Bilan 2017: Le marché italien sort de la tempête | Livres Hebdo

Par Claude Combet, le 11.10.2018 à 10h40 (mis à jour le 11.10.2018 à 21h14) Francfort 2018

Bilan 2017: Le marché italien sort de la tempête

La librairie Bocca à Milan

En hausse de 2,8%, avec des cessions toujours plus importantes, le marché italien est en reprise depuis trois ans, sans toutefois rattraper les scores de 2011 selon l’Association italienne des éditeurs.

 

"Pour la troisième année consécutive, le marché italien confirme sa reprise après une longue période de récession. Avec un chiffre d’affaires de 2,773 milliards d’euros, il affiche une progression de 2,8% par rapport à l’année précédente (2,710 milliards d’euros et + 1,2% en 2016)", déclare l’Association italienne des éditeurs (AIE) qui a dévoilé les statistiques lors de sa traditionnelle conférence de presse en ouverture de la Foire du livre de Francfort, le mercredi 10 octobre.

Ce chiffre d’affaires monte à 3,104 milliards d’euros (en hausse de 4,5%) si on inclut les ventes d’Amazon et celles du livre d’occasion. "Le secteur est en train de sortir de la tempête mais, malgré les progressions, il reste en dessous de chiffre d’affaires de 2011, 3,2 milliards d’euros (sans Amazon) et a perdu 300 millions d’euros sur la vente en ligne et en grande distribution", note l’association. 

4 902 maisons ont publié au moins un titre au cours de l’année (+ 0,5% par rapport à 2016). Par rapport à 2010, 755 nouvelles maisons d’édition sont actives sur le marché. Au total les maisons d’édition italiennes ont produit 72 059 titres en 2017, soit une hausse de 9,2% par rapport à 2016, dont 68 022 nouveautés (+ 8,7%, 62 573 en 2016). Pour un prix moyen de 18,77 euros (il était de 20,60 euros en 2010). La fiction italienne et étrangère est en nette hausse (+ 9,6% si on inclut la littérature Young Adult) ainsi que les ouvrages pratiques (+ 4,9%). Après un ralentissement en 2016, la littérature pour la jeunesse rebondit (+ 13,7%), comme les documents (+ 1,9%) et l’édition professionnelle (+ 2%).
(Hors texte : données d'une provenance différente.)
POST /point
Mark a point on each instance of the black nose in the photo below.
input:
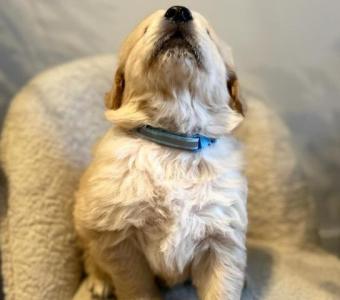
(178, 14)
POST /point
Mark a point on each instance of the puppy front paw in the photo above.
(100, 290)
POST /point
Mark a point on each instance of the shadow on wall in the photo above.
(309, 102)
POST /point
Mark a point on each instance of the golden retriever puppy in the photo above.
(165, 195)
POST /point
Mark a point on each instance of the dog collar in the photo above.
(163, 137)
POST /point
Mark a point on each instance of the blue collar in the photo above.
(163, 137)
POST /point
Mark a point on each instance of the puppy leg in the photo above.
(99, 283)
(129, 271)
(220, 275)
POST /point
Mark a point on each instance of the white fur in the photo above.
(143, 209)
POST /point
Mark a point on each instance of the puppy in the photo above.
(165, 195)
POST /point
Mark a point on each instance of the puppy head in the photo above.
(175, 73)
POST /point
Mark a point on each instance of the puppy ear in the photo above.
(114, 98)
(233, 89)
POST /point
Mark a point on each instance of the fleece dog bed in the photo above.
(49, 131)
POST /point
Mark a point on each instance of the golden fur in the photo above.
(143, 209)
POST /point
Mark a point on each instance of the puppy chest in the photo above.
(176, 229)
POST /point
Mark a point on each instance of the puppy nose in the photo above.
(178, 14)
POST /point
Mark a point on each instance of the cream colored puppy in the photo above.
(146, 209)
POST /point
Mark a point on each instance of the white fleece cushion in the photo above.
(49, 131)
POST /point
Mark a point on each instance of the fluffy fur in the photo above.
(145, 210)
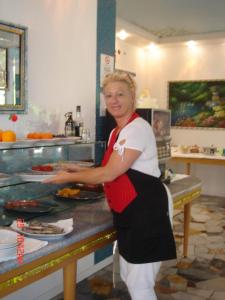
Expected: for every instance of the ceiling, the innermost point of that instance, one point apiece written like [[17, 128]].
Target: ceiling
[[169, 21]]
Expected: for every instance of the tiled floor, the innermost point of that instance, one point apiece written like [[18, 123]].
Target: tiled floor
[[200, 277]]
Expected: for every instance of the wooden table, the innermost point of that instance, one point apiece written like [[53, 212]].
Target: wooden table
[[184, 191], [188, 159], [197, 158]]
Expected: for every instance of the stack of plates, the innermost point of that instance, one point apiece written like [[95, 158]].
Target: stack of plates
[[8, 243]]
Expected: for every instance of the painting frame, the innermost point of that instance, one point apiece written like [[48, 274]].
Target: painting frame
[[197, 104], [3, 67]]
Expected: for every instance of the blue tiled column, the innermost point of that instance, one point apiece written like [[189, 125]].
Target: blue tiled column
[[106, 22]]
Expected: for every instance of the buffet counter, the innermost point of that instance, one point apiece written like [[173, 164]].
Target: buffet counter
[[93, 229]]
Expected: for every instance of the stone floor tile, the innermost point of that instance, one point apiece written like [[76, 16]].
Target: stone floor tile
[[217, 284], [198, 292], [186, 296], [198, 227], [218, 296]]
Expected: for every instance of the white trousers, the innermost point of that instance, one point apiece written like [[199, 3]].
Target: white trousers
[[140, 278]]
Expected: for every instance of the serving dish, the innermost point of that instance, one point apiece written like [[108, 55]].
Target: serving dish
[[28, 206], [43, 236], [81, 196]]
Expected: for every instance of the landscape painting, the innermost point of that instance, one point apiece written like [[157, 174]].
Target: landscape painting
[[197, 103]]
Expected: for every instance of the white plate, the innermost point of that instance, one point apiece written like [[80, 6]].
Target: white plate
[[67, 230], [76, 162], [8, 238], [4, 177], [44, 142], [34, 177]]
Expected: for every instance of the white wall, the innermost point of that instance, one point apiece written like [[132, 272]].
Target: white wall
[[132, 59], [61, 61], [178, 62]]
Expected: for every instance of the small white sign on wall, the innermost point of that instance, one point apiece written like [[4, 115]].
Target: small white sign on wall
[[106, 67]]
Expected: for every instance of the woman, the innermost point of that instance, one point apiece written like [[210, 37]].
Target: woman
[[135, 194]]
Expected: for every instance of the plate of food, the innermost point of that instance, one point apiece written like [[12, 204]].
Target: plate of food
[[64, 164], [47, 168], [35, 176], [77, 194], [43, 230], [4, 177], [28, 206]]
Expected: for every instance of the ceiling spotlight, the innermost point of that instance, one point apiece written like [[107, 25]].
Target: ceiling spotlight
[[122, 34], [191, 44], [152, 47]]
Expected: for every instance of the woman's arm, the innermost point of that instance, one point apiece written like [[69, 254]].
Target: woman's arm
[[116, 166]]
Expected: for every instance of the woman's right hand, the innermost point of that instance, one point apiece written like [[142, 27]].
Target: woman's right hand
[[70, 167]]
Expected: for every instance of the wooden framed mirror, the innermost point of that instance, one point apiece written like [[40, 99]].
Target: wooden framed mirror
[[13, 65]]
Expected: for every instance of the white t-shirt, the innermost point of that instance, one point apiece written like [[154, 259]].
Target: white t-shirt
[[139, 135]]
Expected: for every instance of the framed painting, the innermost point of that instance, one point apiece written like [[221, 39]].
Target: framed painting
[[3, 68], [197, 104]]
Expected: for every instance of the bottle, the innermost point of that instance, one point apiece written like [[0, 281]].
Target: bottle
[[69, 125], [79, 123]]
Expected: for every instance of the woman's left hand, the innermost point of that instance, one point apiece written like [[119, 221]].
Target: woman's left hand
[[59, 178]]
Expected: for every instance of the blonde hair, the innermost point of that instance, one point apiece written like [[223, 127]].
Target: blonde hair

Tandis que la production de titres numériques chute drastiquement de 15,9%,  seuls 6 419 titres ont été produits par les maisons d’édition, le reste étant aux mains de l’autoédition. Une part importante du catalogue des titres vivants est conservée par les librairies en ligne et grâce aux nouvelles technologies de l’impression à la demande, qui permettent au secteur de conserver une grande partie de son fonds.

Changement des comportements d'achat

Les réseaux de ventes sont en pleine mutation selon l’AIE : les sites de ventes en ligne représentent 21,5% du marché, et les librairies traditionnelles, qui restent le principal canal pour acheter les livres, 70,8% (73% en 2016). La grande distribution (8,7%) peine à trouver un nouveau public. Comparés à 2007, où l’e-commerce représentait 3,5%, les librairies traditionnelles 79%, et la grande distribution 17,5%, "on constate que les comportements d’achat changent", note l'association. 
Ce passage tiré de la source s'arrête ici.